Gou Jiazhang said that the demand for HBM has reached an extremely high level. In addition to NVIDIA, the demand for their own GPUs and accelerators from major manufacturers including AMD, Broadcom, Microsoft, Google, Meta, Amazon, etc. has also increased simultaneously. Even the demand for HBM in the Chinese market is also increasing. Under this situation, major DRAM manufacturers are shifting capital expenditures to DDR5 and HBM production, causing overall production capacity to be tight. There are severe structural limitations to HBM production, among which to achieve the same density as DDR5 requires three times the wafer throughput. At the same time, DDR5 itself is also facing price increases and shortages.

In addition, adding production capacity for advanced DDR technologies such as DDR5 is expensive and time-consuming. For example, to increase DDR capacity by ten thousand wafers per month using 1b or 1c technology, the required advanced technology capital expenditures would be approximately $10 billion. Due to the long delivery time of advanced equipment and complex manufacturing processes, production capacity cannot be increased rapidly.

As for the demand for high-capacity solid-state drives (SSDs), it mainly comes from the demand for writing data (W-data) driven by the development of AI, and it has begun to shift towards SSDs. In the future, the SSDs needed by the market must rely on QLC technology. However, despite strong SSD demand, the current global NAND Flash annual production capacity is still not enough to replace existing W-data's HDD capacity. Therefore, SSDs will not be able to completely replace HDDs within the next decade.

In addition, consumer NAND demand has also increased significantly due to upgrades in mobile phone specifications. Forecasts indicate that with the removal of the 128GB capacity option from Apple’s iPhone 17 Pro Max, it is estimated that the bit growth rate on mobile phones may increase by approximately 35% in 2026. Faced with this strong demand, major NAND manufacturers (such as Micron) have adopted a weekly or biweekly quotation strategy, and prices have continued to rise.

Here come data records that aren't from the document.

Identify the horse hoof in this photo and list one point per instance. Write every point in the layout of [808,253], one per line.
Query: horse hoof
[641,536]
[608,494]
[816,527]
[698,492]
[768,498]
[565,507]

However, due to market concerns that too fast demand intensity may lead to "duplicate orders", NAND factories are still extremely cautious in expanding production capacity.

Gou Jiazhang emphasized that 95% of the world's data storage still relies on HDD. After the HDD industry experienced inventory damage after the epidemic two years ago, the business model has shifted to "production to order" and requires customers to sign multi-year contracts and committed purchase orders (PO). Current lead times for high-capacity HDDs are a year or more. HDD makers are restrained on capacity expansion, planning to increase capital spending by only about 5% annually, relying more on technology improvements to increase disk density rather than increasing unit output.

Another factor leading to shortage panic is the Chinese market. China's demand for high-capacity enterprise-level HDDs has not been high in the past, but recently there has been a sudden demand for 64TB or even 128TB. The reason may be that it failed to obtain enough HDD allocations. This creates a vicious cycle. Overall, the HDD supply chain is highly concentrated, with only two or three key component suppliers. They have not expanded production due to past lessons, resulting in structural constraints on the supply of Nearline HDD. The current revenue growth of HDD manufacturers is mainly due to price increases, rather than a significant increase in unit sales.

Gou Jiazhang further pointed out that under the current "panic shortage", the focus of bargaining has shifted from "price" to "supply capacity." Major DRAM and NAND manufacturers face daunting challenges and must balance resource allocation between the lucrative demand for data centers and other industrial chains such as mobile phones and automobiles. Otherwise, the entire industry chain may collapse. Therefore, this shortage is the result of the overlap between structural and basic constraints and unprecedented strong demand. It tests the wisdom and corporate responsibility of major manufacturers to cope with this rapid and strong market change.